The railings from the second floor balcony were recycled to replace missing railings on the first floor porch. Concrete steps that had been added sometime circa 1930 were removed; wooden steps will eventually replace them – but with five of the seven remaining exterior doors still operable, this is not a high priority.
The thirteen foot by twenty-six foot room in the middle of the first floor has had the old wallpaper and woodwork stripped and the original plaster repaired. We contemplated using the original paint scheme, but decided that the teal blue and dark gray was not in keeping with our personalities, and opted for neutral beiges. The fireplace mantel has been faux-grained to match the mahogany furniture used in this room.
Work is proceeding in the kitchen; the woodwork is slowly being stripped and repainted in the original light gray.
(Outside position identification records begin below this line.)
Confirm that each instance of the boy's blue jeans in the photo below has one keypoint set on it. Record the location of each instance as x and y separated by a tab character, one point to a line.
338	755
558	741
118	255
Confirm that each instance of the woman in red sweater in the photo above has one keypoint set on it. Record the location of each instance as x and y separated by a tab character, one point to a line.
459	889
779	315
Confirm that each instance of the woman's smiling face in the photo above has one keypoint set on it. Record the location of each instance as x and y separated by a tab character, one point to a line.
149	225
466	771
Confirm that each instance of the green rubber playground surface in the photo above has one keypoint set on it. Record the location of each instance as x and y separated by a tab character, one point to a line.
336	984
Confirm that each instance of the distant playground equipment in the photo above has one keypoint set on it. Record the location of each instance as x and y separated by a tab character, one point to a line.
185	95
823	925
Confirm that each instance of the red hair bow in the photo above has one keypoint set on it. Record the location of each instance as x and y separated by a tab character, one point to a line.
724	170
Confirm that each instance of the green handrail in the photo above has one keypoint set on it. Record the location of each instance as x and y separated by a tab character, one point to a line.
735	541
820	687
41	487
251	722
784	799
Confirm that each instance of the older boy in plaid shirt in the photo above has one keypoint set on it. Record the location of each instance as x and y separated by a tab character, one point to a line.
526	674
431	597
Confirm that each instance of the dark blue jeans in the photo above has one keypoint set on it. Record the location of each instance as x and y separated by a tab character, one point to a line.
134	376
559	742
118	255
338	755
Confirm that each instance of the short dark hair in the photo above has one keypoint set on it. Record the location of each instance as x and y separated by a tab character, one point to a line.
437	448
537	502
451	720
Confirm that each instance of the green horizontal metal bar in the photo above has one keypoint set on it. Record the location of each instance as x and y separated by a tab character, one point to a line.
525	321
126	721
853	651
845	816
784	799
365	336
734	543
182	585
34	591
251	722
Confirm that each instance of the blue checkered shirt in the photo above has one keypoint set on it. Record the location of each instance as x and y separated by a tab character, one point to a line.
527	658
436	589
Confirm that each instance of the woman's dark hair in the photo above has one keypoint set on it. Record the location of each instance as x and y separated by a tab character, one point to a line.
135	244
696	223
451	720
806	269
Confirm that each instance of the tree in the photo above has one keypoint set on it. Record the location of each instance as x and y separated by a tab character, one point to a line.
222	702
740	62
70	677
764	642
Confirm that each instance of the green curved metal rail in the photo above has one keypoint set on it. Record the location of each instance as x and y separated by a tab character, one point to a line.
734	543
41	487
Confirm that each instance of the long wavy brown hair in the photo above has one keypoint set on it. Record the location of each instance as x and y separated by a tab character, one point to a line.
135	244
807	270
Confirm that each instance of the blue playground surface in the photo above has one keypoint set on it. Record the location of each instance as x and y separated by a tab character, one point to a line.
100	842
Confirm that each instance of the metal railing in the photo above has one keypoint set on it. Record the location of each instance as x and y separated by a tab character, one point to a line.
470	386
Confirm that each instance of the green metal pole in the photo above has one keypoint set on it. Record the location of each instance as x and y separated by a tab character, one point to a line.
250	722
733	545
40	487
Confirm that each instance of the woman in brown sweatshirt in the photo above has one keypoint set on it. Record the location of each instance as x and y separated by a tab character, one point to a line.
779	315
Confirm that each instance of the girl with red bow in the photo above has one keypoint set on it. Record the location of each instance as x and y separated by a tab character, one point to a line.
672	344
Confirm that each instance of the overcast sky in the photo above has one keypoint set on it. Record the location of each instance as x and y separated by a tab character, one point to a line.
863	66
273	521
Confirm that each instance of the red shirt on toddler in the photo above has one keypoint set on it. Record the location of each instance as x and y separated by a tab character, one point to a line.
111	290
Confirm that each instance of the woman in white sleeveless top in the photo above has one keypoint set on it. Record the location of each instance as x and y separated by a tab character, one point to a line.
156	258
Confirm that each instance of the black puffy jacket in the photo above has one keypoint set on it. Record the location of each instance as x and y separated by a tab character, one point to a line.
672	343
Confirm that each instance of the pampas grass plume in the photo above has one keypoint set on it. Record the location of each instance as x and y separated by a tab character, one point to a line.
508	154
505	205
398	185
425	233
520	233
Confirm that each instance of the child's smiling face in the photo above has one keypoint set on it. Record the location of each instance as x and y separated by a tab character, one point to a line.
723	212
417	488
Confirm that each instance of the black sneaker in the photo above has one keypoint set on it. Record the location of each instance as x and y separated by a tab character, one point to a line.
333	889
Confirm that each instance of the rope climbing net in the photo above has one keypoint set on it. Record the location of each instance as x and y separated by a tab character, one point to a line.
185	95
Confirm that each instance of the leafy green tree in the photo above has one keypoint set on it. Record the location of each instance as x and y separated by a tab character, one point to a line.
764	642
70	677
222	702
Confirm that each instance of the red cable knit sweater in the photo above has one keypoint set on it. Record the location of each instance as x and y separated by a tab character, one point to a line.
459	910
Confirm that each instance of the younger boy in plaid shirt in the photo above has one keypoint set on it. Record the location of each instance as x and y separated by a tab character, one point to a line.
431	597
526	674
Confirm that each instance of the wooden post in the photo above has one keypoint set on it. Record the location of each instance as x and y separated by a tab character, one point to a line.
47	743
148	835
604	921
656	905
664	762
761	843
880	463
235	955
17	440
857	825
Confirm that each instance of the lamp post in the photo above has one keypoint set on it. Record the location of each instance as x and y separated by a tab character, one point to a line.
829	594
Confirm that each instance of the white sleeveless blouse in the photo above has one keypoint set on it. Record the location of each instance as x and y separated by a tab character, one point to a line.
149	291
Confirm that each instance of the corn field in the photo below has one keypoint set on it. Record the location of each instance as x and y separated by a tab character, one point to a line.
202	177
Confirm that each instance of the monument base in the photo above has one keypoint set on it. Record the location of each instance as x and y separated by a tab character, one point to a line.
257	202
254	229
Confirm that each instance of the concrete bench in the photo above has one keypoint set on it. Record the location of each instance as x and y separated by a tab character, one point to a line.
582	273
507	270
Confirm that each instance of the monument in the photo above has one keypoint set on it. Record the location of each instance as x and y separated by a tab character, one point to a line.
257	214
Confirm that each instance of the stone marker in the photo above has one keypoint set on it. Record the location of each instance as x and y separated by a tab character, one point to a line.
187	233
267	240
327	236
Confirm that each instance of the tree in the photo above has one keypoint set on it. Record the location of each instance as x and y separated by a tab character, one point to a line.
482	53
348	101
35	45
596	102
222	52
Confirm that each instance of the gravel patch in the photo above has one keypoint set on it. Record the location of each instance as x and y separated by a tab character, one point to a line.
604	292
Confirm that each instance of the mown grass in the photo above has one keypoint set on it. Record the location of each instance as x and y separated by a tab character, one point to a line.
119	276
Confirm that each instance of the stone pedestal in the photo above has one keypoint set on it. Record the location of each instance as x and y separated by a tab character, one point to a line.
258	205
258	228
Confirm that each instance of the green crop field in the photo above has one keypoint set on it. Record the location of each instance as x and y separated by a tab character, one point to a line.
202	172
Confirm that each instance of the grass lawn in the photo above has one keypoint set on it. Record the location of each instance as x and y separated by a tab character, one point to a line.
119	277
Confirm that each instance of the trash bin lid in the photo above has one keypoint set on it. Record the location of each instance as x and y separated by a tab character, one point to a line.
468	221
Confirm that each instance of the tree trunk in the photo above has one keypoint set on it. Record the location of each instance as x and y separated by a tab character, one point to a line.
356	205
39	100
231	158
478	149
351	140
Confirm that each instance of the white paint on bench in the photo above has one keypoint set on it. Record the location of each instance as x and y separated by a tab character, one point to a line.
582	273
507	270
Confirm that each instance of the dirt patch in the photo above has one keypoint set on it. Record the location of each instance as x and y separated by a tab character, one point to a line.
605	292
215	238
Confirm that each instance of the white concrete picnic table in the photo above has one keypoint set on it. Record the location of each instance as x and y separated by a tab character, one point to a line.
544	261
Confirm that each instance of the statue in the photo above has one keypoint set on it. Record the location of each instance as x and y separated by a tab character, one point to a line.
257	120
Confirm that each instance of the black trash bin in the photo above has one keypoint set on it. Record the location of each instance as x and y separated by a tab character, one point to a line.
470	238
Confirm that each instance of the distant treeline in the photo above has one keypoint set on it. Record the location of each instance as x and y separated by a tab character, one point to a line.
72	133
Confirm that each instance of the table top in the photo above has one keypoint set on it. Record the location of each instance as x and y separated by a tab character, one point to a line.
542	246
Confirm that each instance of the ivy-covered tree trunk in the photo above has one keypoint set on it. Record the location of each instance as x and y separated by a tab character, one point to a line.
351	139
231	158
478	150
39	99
All of the windows in the house are original, many with the original glass, and they are being carefully reglazed and painted.
As with most farms, the repair and maintenance of the outbuildings and care of the land and animals takes up a great deal of time, and the work on the house proceeds slowly. But this is good, for it allows much time for thought and planning, and finding appropriate architectural elements to incorporate into the restoration. As an example, the enclosed main stairway is two stories high, but had light only from a small window on the landing. A stained glass window has been set in the wall of the small room above the stairway, bringing in light and providing a focal point, which can be seen in the large mirror hung in the opposite wall on the landing. A pair of cabinets with leaded glass doors and mirrored backs have been built into the office, and hold a collection of porcelain carousel animals.
We often sit on the front porch on quiet summer evenings, enjoying the birds and wildlife, and commenting on our extraordinary good luck in finding such a perfect place to spend our retirement years.”
Polly Schofield
This article appeared in the Herald-Mail Sunday, August 1, 1993 as the 48th in the series.